True enough, recruitment and retention have since become a major issue for the $81 billion sovereign wealth fund. APFC has witnessed an “unprecedented” number of staff leaving this year, according to a July board meeting. Moseley himself is among them: the former Stepstone president returned to New York in June to join Wafra as a managing director after almost eight years in Juneau.
“The root cause is a dated compensation structure that is materially below par,” APFC’s acting chief executive Val Mertz noted during the meeting. In an attempt to stem the outflows, the institution has included an incentive scheme for investment staff in its 2022 fiscal year budget and pledged to review compensation.
Whether APFC’s efforts will have the desired outcome remains to be seen. After all, three-quarters of its public fund peers and virtually all private sector peers already offer incentive compensation, per a report from data platform McGlagan. Even so, retention remains a prevalent issue.
New York City Retirement System is another that has seen multiple senior losses. The institution, which oversees $265 billion of assets across five pensions, has seen at least six departures since May last year, including chief investment officer Alex Done and senior investment officers Cristian Norambuena and Katja Salovaara.
GPs aren’t immune to this pain. According to EY’s 2022 Global Private Equity Survey, respondents reported that talent management was the top priority aside from asset growth, with some 68 percent of firms with at least $15 billion in assets under management reporting as much.

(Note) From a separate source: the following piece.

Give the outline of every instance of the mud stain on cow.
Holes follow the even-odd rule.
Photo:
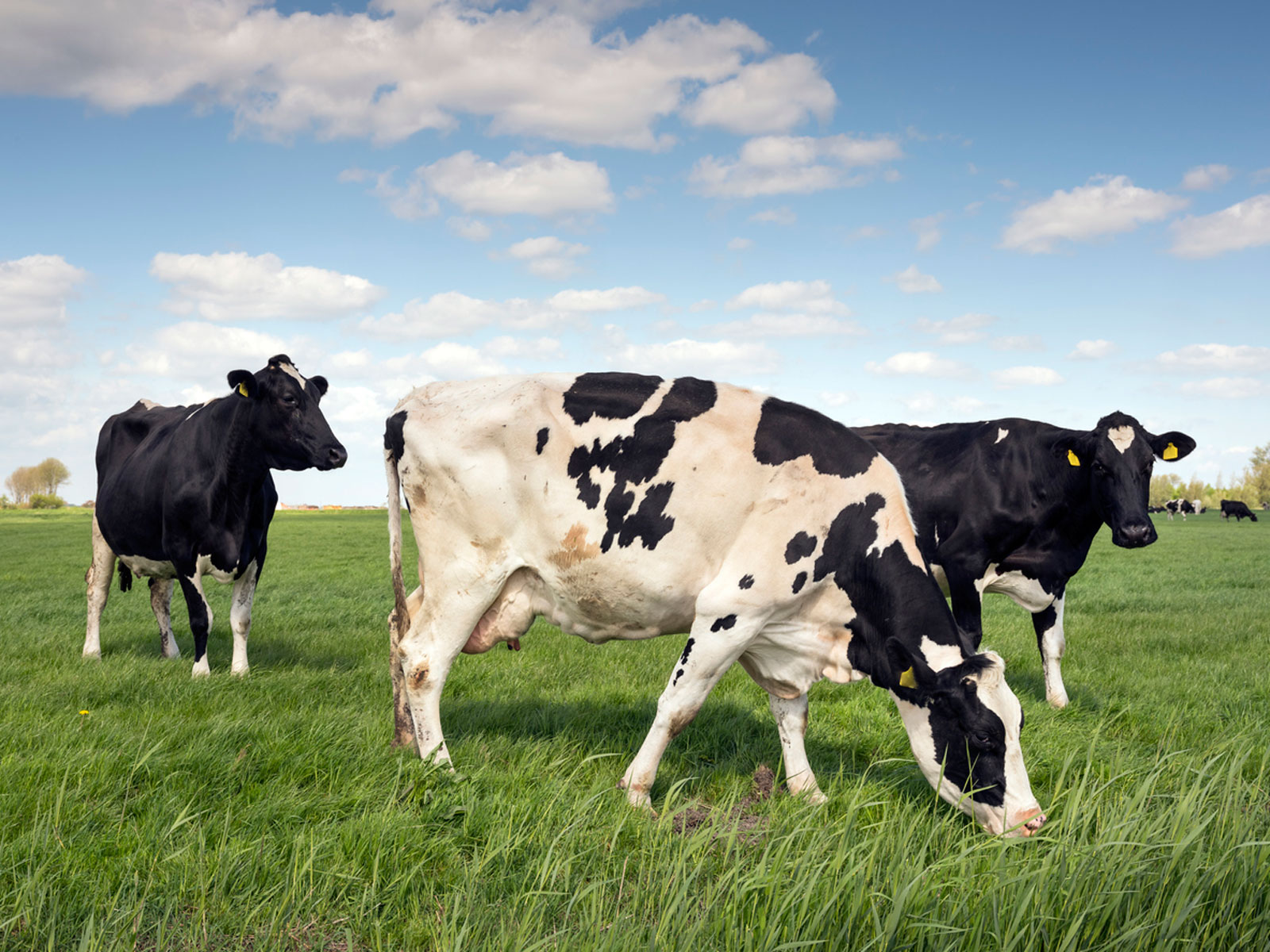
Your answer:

Staff turnover, especially at the senior level, is a big deal for LPs. Personal connections and longstanding relationships matter in PE. Losing executives with decades-long experience and intellectual capital when it comes to hunting the best opportunities can be debilitating.
The stakes have never been higher. Not only has the workload for LPs increased – funds were seeking $1.25 trillion as of June, according to PEI data – but so too has the complexity of the tasks at hand.
Single-asset deals, for example, have become so time-sensitive that many investors have insufficient time to process and manage such transactions, forcing them to sell by default. “For an LP, [single-asset deals] take about 20 to 40 hours of work – it’s the last thing you want to see,” a former senior executive at a US LP told Private Equity International this week.
With fundraising congestion and difficult market conditions requiring investors to look particularly closely at opportunities on their desk, the need for experienced staff is only likely to increase. LPs must find ways to attract and retain key talent or risk being left behind.